I have a df, and I want to compare 1 column to each of the remaining columns in the df, count and calculate the ratio.
import numpy as np
import pandas as pd
indices = (1,2,3,4,5,6)
col = ["gender", "under 15", "homework finishing"]
data = (["Female", True, "No"], ["Female", False, "Yes"], ["Male", True, "Yes"], ["Female", True, "No"],
["Male", True, "No"], ["Female", False, "Yes"])
df = pd.DataFrame(data, index = indices, columns = col)
And I want the result to be:
Initially, I tried using multiindex but failed. Or should I use groupby?
I am wondering if it is possible to do this by pandas? Any hint or help is welcome
CodePudding user response:
I'm not really sure how you want to divide it, since your first column has both Gender
and Under 15
as indices, and the values are split into halves between them somehow (it doesn't add up with your first table example either).

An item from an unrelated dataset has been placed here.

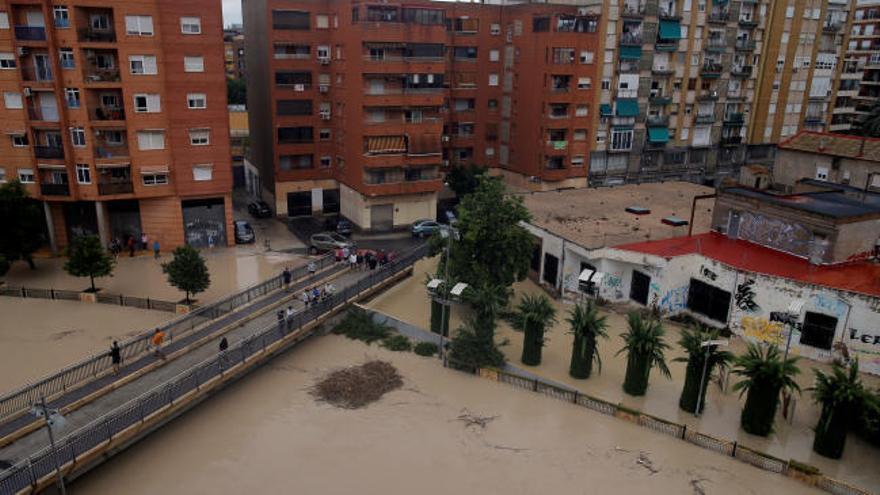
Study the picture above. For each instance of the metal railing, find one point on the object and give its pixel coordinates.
(28, 472)
(17, 401)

But this kind of resembles your example:
>>> df.groupby(["gender", "homework finishing"]).size().unstack()
homework finishing No Yes
gender
Female 2 2
Male 1 1
>>> df.groupby(["under 15", "homework finishing"]).size().unstack()
homework finishing No Yes
under 15
False NaN 2.0
True 3.0 1.0
You of course still need to add the percentage division, but I'm sure you can manage that.